PyCUDA

raw JSON →
2026.1 verified Fri May 01 auth: no python

PyCUDA is a Python wrapper for Nvidia CUDA. It provides access to Nvidia's CUDA parallel computation API from Python. The latest version is 2026.1 (requires Python ~=3.8). Release cadence is roughly semi-annual.

pip install pycuda
error pycuda.driver.Error: CUDA_ERROR_NO_DEVICE
cause No compatible GPU or CUDA drivers not installed.
fix
Check nvidia-smi for GPU presence; install CUDA toolkit and driver.
error ModuleNotFoundError: No module named 'pycuda'
cause PyCUDA not installed in current Python environment.
fix
Run pip install pycuda.
error ImportError: libcuda.so.1: cannot open shared object file
cause CUDA driver library not found in library path.
fix
Ensure CUDA toolkit is installed and LD_LIBRARY_PATH includes CUDA's lib64 directory.
breaking CUDA 13.x compatibility: PyCUDA v2025.1.2 added a fix for cuCtxCreate API change. Earlier versions may crash with CUDA 13.
fix Upgrade to pycuda>=2025.1.2 or use CUDA 12.x.
deprecated appdirs replaced by platformdirs in v2024.1.1; if you depend on appdirs directly, update your imports.
fix Use `platformdirs` instead of `appdirs`.
gotcha Memory transfers require explicit use of `cuda.In`, `cuda.Out`, `cuda.InOut`, or `cuda.mem_alloc`/`cuda.memcpy_htod`. Simply passing numpy arrays will not work.
fix Always wrap arrays with the appropriate flag: `cuda.InOut(a)` for read-write.

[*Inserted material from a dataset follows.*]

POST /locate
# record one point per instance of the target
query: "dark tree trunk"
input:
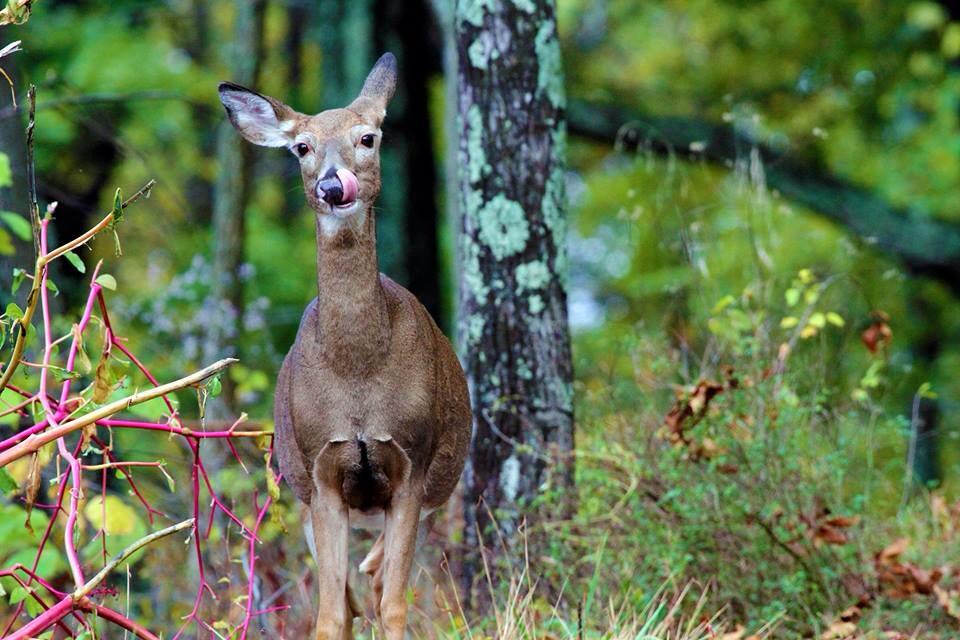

Kernel that adds 1 to each element of a float array.

import pycuda.autoinit
import pycuda.driver as cuda
import numpy as np
from pycuda.compiler import SourceModule

mod = SourceModule("""
__global__ void add_one(float *a)
{
    int idx = threadIdx.x;
    a[idx] += 1.0f;
}
""")

add_one = mod.get_function("add_one")
a = np.float32([1.0, 2.0, 3.0])
add_one(cuda.InOut(a), block=(32,1,1), grid=(1,1))
print(a)